Los ojos de Archer se estrecharon ante su amigo.
—¿Nala sabe sobre esto?
Lioran miró hacia abajo, evitando su mirada, lo que lo hizo suspirar con frustración.
—¿Va a estar en la estación?
—Sí —chirrió el león.
Archer no pudo evitar estar molesto con Lioran, aunque rápidamente lo superó mientras preguntaba.
—¿Cuál es su nombre?
—Kiara —respondió, luciendo avergonzado antes de explicar—. No espero que la tomes como esposa, solo habla con ella si puedes. Su ex amante la dejó arruinada, y es una sombra de su anterior yo.
Sin esperar, agitó su mano, abriendo un portal en su cabina, y alguien pasó por él. Un aura de un guerrero feroz inundó el lugar, haciendo que Lioran retrocediera mientras una voz suave pero peligrosa resonaba.
—Hermano, ¿qué estás haciendo?
—Hola, mi amor —saludó a la hermosa Nala, que apareció con una sonrisa cómplice—. Es bueno verte.

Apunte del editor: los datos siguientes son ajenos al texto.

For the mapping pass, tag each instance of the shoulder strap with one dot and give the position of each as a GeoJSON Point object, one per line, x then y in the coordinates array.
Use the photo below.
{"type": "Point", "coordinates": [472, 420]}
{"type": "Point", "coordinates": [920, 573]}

Cuando la leona escuchó esto, sus brillantes ojos azules brillaron mientras se adelantaba, pasando sus brazos alrededor de sus hombros. Archer sonrió ante su reacción y se inclinó, dándole a la hermosa rubia un beso apasionado mientras sostenía su cintura. Nala amó cada segundo de esto y respondió al gesto con un intenso uno propio.